唇が離れて自分を見つめるみーくんを見た時に覚醒した。
みみみみ、みーくんんんん!!!
物凄い大きな声で叫びたいくらいに驚いた。
「な、何、み、みーくんってもしかして外国人?ほ、ほら、外国の人って挨拶でキスするだろ?」
自分でかなりテンパっていると分かった。
何を言っているのだろうと……。
みーくんは平蔵の厚い胸板にガシッと抱きついた。
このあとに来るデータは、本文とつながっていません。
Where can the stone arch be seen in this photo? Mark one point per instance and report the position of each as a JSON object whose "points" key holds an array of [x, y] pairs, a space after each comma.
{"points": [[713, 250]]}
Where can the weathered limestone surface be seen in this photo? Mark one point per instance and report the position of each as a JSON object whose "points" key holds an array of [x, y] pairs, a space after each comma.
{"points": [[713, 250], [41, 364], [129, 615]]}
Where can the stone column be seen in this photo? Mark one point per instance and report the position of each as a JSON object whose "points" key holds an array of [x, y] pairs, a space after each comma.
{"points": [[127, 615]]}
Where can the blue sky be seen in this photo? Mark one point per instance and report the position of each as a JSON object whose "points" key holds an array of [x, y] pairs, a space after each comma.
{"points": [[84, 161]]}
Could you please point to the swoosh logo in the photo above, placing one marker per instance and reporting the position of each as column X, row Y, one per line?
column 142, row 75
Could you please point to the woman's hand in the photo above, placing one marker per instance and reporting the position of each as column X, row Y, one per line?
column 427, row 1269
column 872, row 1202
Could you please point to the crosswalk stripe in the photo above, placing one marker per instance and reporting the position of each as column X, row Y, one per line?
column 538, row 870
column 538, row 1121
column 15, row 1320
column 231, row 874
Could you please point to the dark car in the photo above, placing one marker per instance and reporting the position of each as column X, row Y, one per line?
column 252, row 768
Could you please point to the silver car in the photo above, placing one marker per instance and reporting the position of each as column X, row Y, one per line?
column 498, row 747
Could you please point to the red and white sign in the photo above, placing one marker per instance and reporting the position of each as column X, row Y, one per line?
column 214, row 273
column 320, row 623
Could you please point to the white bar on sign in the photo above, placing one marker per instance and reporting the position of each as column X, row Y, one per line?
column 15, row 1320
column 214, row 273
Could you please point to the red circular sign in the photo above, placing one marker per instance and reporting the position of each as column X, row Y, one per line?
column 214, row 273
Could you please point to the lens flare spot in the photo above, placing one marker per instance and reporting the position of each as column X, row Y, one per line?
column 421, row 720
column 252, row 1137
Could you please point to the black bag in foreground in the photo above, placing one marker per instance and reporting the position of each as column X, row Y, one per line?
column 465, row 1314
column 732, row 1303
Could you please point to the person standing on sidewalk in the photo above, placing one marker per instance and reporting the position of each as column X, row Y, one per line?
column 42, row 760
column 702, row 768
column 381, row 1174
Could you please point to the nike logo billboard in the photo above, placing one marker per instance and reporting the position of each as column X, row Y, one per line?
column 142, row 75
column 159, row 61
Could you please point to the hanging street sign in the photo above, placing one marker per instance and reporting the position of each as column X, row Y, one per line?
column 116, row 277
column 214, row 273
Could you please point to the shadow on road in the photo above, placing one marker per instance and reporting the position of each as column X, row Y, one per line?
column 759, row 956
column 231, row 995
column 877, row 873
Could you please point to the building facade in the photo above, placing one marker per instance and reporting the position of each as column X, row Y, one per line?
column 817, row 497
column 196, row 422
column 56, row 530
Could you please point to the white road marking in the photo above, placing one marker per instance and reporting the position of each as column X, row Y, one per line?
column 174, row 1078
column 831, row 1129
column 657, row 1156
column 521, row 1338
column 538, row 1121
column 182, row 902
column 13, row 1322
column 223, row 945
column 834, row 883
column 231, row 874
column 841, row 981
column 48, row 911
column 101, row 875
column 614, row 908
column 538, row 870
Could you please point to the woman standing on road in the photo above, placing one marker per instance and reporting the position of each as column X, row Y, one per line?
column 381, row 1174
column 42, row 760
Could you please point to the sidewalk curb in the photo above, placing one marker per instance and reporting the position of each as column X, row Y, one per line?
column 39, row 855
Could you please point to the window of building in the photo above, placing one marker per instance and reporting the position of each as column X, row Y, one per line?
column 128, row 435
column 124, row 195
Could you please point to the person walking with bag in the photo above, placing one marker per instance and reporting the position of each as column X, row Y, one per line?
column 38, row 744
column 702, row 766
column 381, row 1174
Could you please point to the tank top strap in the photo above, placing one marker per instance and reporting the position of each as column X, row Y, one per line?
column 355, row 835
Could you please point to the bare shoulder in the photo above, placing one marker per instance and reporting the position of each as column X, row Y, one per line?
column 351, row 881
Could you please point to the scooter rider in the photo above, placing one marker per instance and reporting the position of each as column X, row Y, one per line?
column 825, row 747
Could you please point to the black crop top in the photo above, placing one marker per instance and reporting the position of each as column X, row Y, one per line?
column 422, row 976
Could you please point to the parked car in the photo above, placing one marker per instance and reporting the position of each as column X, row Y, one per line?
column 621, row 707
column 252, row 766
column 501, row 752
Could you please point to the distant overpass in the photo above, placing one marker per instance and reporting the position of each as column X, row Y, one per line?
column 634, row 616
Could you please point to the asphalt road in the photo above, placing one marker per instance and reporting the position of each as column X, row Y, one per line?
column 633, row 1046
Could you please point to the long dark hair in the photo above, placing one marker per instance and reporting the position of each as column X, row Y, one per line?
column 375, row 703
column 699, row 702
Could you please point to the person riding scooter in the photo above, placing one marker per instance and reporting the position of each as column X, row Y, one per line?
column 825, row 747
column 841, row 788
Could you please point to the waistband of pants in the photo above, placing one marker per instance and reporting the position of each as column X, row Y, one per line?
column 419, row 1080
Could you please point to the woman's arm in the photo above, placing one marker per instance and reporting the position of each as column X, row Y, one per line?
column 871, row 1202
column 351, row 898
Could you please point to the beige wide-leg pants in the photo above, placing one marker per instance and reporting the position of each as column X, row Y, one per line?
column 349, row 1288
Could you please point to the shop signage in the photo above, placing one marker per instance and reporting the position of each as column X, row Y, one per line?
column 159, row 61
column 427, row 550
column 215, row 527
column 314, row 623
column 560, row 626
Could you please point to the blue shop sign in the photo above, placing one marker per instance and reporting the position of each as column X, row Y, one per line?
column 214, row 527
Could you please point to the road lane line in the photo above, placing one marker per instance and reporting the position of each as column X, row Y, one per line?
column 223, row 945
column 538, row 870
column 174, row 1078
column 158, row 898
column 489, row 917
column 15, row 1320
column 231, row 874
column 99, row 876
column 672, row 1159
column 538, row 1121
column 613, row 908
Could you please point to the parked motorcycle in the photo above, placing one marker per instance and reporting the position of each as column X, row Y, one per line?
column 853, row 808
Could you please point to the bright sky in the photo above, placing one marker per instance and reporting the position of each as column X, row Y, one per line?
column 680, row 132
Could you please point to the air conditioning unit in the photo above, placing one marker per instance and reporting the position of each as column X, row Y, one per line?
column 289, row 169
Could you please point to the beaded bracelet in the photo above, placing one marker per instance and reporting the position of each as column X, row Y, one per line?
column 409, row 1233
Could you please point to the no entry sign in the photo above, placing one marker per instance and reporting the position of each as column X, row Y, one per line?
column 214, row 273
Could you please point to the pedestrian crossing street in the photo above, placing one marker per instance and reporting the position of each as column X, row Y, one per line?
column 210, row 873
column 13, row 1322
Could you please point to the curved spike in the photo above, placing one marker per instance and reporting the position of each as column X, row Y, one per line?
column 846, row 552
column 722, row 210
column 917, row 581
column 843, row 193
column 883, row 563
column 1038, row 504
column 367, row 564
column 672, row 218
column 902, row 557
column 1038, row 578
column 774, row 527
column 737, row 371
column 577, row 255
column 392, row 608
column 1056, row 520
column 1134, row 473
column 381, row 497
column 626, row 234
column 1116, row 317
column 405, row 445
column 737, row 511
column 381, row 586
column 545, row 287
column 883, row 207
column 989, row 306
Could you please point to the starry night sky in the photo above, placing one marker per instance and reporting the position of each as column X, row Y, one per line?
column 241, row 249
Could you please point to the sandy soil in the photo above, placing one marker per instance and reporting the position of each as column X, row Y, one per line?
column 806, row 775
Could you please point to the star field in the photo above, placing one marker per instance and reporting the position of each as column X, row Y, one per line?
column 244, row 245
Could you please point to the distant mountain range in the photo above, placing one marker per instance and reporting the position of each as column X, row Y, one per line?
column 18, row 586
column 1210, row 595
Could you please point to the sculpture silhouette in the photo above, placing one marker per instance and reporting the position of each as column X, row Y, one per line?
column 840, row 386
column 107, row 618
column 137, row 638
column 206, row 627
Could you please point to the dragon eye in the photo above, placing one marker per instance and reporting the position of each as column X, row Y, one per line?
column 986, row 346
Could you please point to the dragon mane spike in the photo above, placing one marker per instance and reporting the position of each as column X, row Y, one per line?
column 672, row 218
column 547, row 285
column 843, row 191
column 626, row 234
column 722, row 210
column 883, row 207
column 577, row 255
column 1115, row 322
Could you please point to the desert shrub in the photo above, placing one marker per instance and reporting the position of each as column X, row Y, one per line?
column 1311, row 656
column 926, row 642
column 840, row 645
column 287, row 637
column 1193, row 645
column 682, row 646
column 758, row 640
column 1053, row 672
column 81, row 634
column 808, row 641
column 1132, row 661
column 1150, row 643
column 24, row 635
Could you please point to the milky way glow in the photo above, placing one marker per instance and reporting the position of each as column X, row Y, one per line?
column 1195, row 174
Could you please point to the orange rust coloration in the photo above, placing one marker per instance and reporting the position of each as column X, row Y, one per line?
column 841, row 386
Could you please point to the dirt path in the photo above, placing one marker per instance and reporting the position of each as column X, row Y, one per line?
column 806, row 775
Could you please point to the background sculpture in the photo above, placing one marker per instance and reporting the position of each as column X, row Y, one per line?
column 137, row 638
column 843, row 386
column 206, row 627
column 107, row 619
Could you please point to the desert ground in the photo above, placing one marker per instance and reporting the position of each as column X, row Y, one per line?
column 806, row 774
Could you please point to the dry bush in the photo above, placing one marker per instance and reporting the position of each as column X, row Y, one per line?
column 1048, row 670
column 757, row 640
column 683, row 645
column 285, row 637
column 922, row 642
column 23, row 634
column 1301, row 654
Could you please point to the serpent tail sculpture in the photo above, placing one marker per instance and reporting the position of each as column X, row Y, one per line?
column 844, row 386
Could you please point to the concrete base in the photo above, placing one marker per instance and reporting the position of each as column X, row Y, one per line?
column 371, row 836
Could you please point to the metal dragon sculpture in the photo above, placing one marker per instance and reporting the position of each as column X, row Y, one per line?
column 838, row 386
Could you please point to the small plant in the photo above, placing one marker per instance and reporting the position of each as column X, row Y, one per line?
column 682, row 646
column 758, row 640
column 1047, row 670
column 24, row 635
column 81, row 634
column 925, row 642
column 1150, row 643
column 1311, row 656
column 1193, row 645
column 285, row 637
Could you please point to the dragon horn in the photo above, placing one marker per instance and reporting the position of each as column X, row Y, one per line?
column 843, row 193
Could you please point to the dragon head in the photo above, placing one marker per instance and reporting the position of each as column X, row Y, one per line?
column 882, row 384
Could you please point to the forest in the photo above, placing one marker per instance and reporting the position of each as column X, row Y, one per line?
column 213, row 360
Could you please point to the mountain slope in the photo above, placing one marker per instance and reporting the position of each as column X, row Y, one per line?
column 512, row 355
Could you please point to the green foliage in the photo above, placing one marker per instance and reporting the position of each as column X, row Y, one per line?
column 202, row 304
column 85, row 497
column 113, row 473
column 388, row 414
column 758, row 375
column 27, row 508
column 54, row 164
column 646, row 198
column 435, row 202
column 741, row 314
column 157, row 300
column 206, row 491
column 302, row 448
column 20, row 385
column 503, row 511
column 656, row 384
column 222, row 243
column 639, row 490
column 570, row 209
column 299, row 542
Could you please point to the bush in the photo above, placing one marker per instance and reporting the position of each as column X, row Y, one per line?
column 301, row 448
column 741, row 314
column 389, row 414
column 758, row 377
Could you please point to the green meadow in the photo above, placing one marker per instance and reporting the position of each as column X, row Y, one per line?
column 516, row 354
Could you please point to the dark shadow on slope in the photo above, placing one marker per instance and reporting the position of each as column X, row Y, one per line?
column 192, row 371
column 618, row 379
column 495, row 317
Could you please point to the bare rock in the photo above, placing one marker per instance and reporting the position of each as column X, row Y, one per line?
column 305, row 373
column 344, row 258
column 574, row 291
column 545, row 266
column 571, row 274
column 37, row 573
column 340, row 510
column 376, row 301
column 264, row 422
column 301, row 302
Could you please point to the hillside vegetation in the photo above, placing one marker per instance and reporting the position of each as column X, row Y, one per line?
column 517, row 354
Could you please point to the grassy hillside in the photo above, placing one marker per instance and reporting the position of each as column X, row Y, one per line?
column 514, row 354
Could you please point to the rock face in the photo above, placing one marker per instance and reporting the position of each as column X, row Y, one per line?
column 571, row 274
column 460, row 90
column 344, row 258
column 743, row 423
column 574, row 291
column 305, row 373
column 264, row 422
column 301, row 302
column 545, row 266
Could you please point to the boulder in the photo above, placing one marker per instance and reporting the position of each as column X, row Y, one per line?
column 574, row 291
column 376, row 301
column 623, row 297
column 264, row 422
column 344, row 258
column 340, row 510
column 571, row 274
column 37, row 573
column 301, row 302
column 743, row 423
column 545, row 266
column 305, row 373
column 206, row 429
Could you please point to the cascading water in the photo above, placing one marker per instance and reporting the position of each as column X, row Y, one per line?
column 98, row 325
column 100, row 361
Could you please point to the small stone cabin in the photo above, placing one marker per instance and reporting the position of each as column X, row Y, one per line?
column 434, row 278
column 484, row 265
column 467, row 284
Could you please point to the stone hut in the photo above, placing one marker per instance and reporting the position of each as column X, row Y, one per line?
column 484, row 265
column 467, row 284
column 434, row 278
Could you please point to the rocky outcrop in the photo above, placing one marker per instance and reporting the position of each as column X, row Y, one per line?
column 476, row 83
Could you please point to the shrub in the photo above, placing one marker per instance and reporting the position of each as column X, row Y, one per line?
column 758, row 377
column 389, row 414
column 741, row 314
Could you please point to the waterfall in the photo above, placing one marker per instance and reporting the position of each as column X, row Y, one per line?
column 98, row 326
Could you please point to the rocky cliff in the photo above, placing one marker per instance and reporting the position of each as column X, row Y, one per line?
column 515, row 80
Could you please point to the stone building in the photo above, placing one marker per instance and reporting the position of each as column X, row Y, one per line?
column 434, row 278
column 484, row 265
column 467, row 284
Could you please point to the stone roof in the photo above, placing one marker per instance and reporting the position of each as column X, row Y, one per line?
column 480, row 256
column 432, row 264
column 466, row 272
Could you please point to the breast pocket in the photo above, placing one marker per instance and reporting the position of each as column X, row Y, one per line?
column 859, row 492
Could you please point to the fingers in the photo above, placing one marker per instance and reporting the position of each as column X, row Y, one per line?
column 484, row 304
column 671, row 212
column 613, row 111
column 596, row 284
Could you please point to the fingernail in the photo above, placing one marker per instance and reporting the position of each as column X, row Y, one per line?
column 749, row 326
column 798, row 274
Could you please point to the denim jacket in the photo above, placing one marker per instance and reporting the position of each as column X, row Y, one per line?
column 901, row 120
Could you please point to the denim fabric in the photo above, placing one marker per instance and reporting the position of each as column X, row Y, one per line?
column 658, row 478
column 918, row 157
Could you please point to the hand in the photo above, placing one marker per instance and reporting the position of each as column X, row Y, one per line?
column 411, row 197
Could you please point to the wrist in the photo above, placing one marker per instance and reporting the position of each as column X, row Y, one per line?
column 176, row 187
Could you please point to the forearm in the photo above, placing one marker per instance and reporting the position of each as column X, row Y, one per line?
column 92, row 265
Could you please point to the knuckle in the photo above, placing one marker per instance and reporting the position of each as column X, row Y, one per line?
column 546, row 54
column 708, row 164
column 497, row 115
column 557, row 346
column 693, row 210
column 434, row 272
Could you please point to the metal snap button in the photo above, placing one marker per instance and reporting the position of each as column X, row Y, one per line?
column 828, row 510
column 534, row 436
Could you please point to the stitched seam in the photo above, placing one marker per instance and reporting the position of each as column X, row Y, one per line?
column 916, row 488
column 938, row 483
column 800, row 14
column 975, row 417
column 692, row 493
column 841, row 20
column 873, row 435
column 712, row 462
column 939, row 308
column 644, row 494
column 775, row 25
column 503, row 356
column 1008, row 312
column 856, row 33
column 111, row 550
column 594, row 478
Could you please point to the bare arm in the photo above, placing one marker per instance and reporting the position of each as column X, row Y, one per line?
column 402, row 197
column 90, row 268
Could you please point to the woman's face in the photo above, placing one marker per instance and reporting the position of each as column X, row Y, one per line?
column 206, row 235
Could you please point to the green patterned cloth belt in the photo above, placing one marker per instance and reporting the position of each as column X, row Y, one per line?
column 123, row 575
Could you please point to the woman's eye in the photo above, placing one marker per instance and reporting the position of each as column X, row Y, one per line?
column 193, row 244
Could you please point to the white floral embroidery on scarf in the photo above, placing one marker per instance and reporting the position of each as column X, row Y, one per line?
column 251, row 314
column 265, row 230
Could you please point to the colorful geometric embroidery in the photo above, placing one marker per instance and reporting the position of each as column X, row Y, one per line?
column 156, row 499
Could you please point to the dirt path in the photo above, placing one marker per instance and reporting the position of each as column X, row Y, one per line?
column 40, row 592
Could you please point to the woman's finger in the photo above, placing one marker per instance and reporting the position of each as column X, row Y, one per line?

まるでアニメのトト〇で女の子二人がガシッと飛び付くみたいな勢いで。
「だ、ダメだよみーくん!俺達付き合っていないだろ?」
へ、平蔵どーした?何、昭和のメロドラマみたいな事を言っているんだ?と自分に突っ込み。
みーくんは顔を上げると唇を動かす。
何か言いたいみたいで、良く見ようと顔を近付けるとチュッ!!と唇にまたキスされた。
「こ、こら!おじさんをからかうんじゃない!おじさんだって男なんだよ?みーくんみたいな綺麗な子にキ、キスとか裸で抱き着かれると……冷静じゃいられなくなる」
平蔵はみーくんを無理矢理に自分から離す。
「もう、お風呂上がろう」
みーくんは首を振る。
そして、人差し指でまた平蔵の手のひらに文字を書く。
ひとめぼれしたんです
そう読めた。
「ひとめぼれ?誰に?」
聞くともちろん、平蔵を指さすみーくん。
「こんなオッサンにひとめぼれ?オッサンと言っても福山雅治と同じ歳だけど、あっちはオッサンじゃないけど、俺はオッサンだ!彼みたいにカッコ良くはないし、惚れる要素はどこにもない」
するとみーくんはまた、手のひらに『ある』と書く。
「なに?」と聞くとみーくんは手のひらに『こうえんではりねずみとあそんでいたでしょ?』と書いた。
「えっ?」
平蔵は驚いた。
確かにハリネズミのみーくんと公園で遊んだ事がある。
部屋の中だけでは可哀想だと。
「見てたのか?」
みーくんは頷く。
「じゃあ、駐車場からついて来たのは俺を見た事があったからか?」
また、みーくんは頷く。
みーくんは平蔵の手のひらに『へいぞう、こどもみたいにわらってかわいかった』と書いた。
「可愛い?俺が?」
みーくんは頷くと『ふくやまよりかっこいい』とも書いた。
それには平蔵は照れた。
見られていた……公園での自分を。しかも、その姿が可愛いと……。
くしゅん!
みーくんがくしゃみをしたので平蔵は慌ててシャワーをみーくんにかけて温める。すると、みーくんは平蔵に抱き着いてくる。
「こら、みーくん」
ダメだろ!と怒ろうとした平蔵の後頭部に手を持っていくみーくんはそのまま、平蔵を自分の方へ近付かせてキスをした。
3度目のキス。
平蔵はその3度目のキスで保っていたはずの冷静さが切れてしまった。
シャワーを離すとみーくんの背中に腕を回して自分の方へ引き寄せ、抱きしめるとくっつけるだけのキスから深いキスへと変えた。
みーくんの咥内へ舌を侵入させ、舌を絡ませる。